## Sequence Embeddings

The total number of records in the dataset is close to one million, and
there are 0.1 million unique users. The time spent by each user on each of
the web pages is also tracked along with the final status if the user bought
the product or not.

In [4]:
import os
os.environ["PYSPARK_SUBMIT_ARGS"] = "--master local[*] pyspark-shell"

import findspark
findspark.init()

import pyspark
#import SparkSession
from pyspark.sql import SparkSession

In [5]:
from pyspark.sql import SparkSession
from pyspark.sql.types import *
from pyspark.sql.functions import *

In [6]:
from pyspark.ml.feature import StringIndexer
from pyspark.sql.window import Window

# scikit-learn
from sklearn.decomposition import PCA
from sklearn.preprocessing import StandardScaler, MinMaxScaler
from sklearn.model_selection import train_test_split, GridSearchCV
from sklearn.linear_model import LogisticRegression
from sklearn.ensemble import RandomForestClassifier
from sklearn.tree import DecisionTreeClassifier
from sklearn.dummy import DummyClassifier
from statsmodels.api import Logit
from sklearn.decomposition import PCA
from sklearn import metrics
from sklearn.metrics import classification_report
from sklearn.model_selection import train_test_split
from sklearn.manifold import TSNE
import matplotlib.pyplot as plt
%matplotlib inline

# others
import pandas as pd
import numpy as np
import sys
import itertools
import re
from random import sample
import time

In [7]:
# !pip install gensim

In [8]:
from gensim.models.doc2vec import LabeledSentence
from gensim.models import Doc2Vec
from gensim.models import Word2Vec

In [9]:
#create SparkSession
spark=SparkSession.builder.appName('seq_embedding').getOrCreate()

In [10]:
#reading a file
df = spark.read.csv('embedding_dataset.csv',header=True,inferSchema=True)

AnalysisException: 'Path does not exist: file:/C:/Users/ctw00071/Desktop/Desktop/PySpark/chapter_9_NLP/embedding_dataset.csv;'

In [None]:
df.count()

In [None]:
df.printSchema()

In [None]:
df.select('user_id').distinct().count()

In [None]:
df.groupBy('page').count().orderBy('count',ascending=False).show(10,False)

In [None]:
df.select(['user_id','page','visit_number','time_spent','converted']).show(10,False)

The whole idea of sequence embeddings is **to translate the series
of steps taken by the user during his or her online journey into a page
sequence, which can be used for calculating embedding scores.** The
first step is to remove any of the consecutive duplicate pages during
the journey of a user.
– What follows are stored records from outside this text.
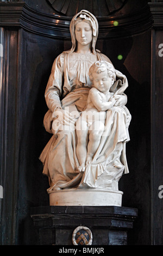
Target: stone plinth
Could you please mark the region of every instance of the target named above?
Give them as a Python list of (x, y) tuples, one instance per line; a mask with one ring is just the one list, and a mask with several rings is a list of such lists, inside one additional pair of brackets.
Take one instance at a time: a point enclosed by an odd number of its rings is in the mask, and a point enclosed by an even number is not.
[(63, 190), (49, 192), (50, 205), (121, 206), (123, 192), (90, 189)]
[(73, 245), (78, 227), (88, 228), (92, 245), (126, 245), (137, 210), (116, 206), (48, 206), (31, 209), (37, 245)]

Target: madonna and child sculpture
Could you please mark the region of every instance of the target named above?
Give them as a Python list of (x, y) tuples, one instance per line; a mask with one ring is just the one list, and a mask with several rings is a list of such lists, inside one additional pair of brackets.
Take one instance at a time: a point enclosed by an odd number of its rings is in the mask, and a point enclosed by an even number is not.
[(51, 205), (121, 206), (118, 181), (129, 172), (128, 85), (95, 50), (98, 29), (85, 10), (73, 17), (72, 48), (55, 59), (46, 89), (43, 124), (52, 136), (40, 159)]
We create an additional column that captures the previous page of a user. **Window** is a function in spark that helps to apply
certain logic specific to individual or group of rows in the dataset.

In [None]:
# window for each user order by timestamp
w = Window.partitionBy("user_id").orderBy('timestamp')

In [None]:
#creating a lagged column 
df = df.withColumn("previous_page", lag("page", 1, 'started').over(w))

In [None]:
df.select('user_id','timestamp','previous_page','page').show(10,False)
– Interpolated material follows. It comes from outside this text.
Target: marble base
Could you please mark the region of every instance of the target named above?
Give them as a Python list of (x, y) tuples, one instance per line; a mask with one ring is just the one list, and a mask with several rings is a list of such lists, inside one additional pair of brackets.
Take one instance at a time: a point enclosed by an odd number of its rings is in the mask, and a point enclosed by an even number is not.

Now, we create a function to check if the current page is similar to the
previous page and indicate the same in a new column indicator. Indicator
cumulative is the column to track the number of distinct pages during the
user's journey.

In [None]:
# adding an indicator if current page is same as next page
def indicator(page, prev_page):
    if page == prev_page:
        return 0
    else:
        return 1
    
page_udf = udf(indicator,IntegerType())

In [None]:
# adding a column for indicator and cumulative indicator
df = df.withColumn("indicator",page_udf(col('page'),col('previous_page'))) \
        .withColumn('indicator_cummulative',sum(col('indicator')).over(w))

In [None]:
df.select('previous_page','page','indicator','indicator_cummulative').show(20,False)

In [None]:
# create window with user and indicator cummulative
w2 = Window.partitionBy(["user_id",'indicator_cummulative']).orderBy('timestamp')

In [None]:
# adding a column with time spent cumulative ( time spent by a user on a page  visited in continuation )
df = df.withColumn('time_spent_cummulative',sum(col('time_spent')).over(w2))

In [None]:
df.select('timestamp','previous_page','page','indicator','indicator_cummulative','time_spent','time_spent_cummulative').show(20,False)
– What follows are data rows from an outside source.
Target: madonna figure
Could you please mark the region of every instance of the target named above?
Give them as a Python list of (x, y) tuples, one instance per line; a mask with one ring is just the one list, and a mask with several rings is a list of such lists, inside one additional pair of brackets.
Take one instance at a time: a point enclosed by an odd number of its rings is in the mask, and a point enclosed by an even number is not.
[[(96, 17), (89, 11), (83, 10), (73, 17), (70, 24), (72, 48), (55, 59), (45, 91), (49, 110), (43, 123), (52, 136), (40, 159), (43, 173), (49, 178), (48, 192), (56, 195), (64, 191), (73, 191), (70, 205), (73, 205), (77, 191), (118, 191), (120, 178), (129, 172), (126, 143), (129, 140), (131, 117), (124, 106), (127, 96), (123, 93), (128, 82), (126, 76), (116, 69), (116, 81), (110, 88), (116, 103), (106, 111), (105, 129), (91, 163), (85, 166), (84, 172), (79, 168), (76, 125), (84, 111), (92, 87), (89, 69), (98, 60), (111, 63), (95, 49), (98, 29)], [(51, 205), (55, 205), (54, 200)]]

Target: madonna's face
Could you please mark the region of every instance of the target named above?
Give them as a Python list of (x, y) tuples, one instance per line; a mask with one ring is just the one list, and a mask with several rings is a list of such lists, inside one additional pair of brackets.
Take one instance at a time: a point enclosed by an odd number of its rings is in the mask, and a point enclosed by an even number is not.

In the next stage, we calculate the aggregated time spent on similar
pages so that only a single record can be kept for representing consecutive
pages.

In [None]:
# creating a window to get final page and final timespent 
w3 = Window.partitionBy(["user_id",'indicator_cummulative']).orderBy(col('timestamp').desc())

In [None]:
# Add column for final page category and final time spent
df = df.withColumn('final_page',first('page').over(w3))\
     .withColumn('final_time_spent',first('time_spent_cummulative').over(w3))


In [None]:
df.select(['time_spent_cummulative','indicator_cummulative','page','final_page','final_time_spent']).show(10,False)

In [None]:
# user and pagelevel aggregation  
aggregations=[]
aggregations.append(max(col('final_page')).alias('page_emb'))
aggregations.append(max(col('final_time_spent')).alias('time_spent_emb'))
aggregations.append(max(col('converted')).alias('converted_emb'))

In [None]:
#selecting relevant columns
# extracting the dataframe with the data frame that will be used for embedding
df_embedding = df.select(['user_id','indicator_cummulative','final_page','final_time_spent','converted']).groupBy(['user_id','indicator_cummulative']).agg(*aggregations)

In [None]:
df_embedding.count()

In [None]:
df_embedding.show(3, False)

Finally, we use a collect list to combine all the pages of a user's journey
into a single list and for time spent as well. As a result, we end with the user
journey in the form of a page list and time spent list.

In [None]:
# create a partition by user id ordered by indicator cumulative to get the journey
w4 = Window.partitionBy(["user_id"]).orderBy('indicator_cummulative')
w5 = Window.partitionBy(["user_id"]).orderBy(col('indicator_cummulative').desc())

In [None]:
df_embedding = df_embedding.withColumn('journey_page', collect_list(col('page_emb')).over(w4))\
                          .withColumn('journey_time_temp', collect_list(col('time_spent_emb')).over(w4)) \
                         .withColumn('journey_page_final',first('journey_page').over(w5))\
                        .withColumn('journey_time_final',first('journey_time_temp').over(w5)) \
                        .select(['user_id','journey_page_final','journey_time_final','converted_emb'])

In [None]:
df_embedding.select('user_id','journey_page_final','journey_time_final').show(10)

In [None]:
df_embedding.count()

In [None]:
df_embedding.select('user_id').distinct().count()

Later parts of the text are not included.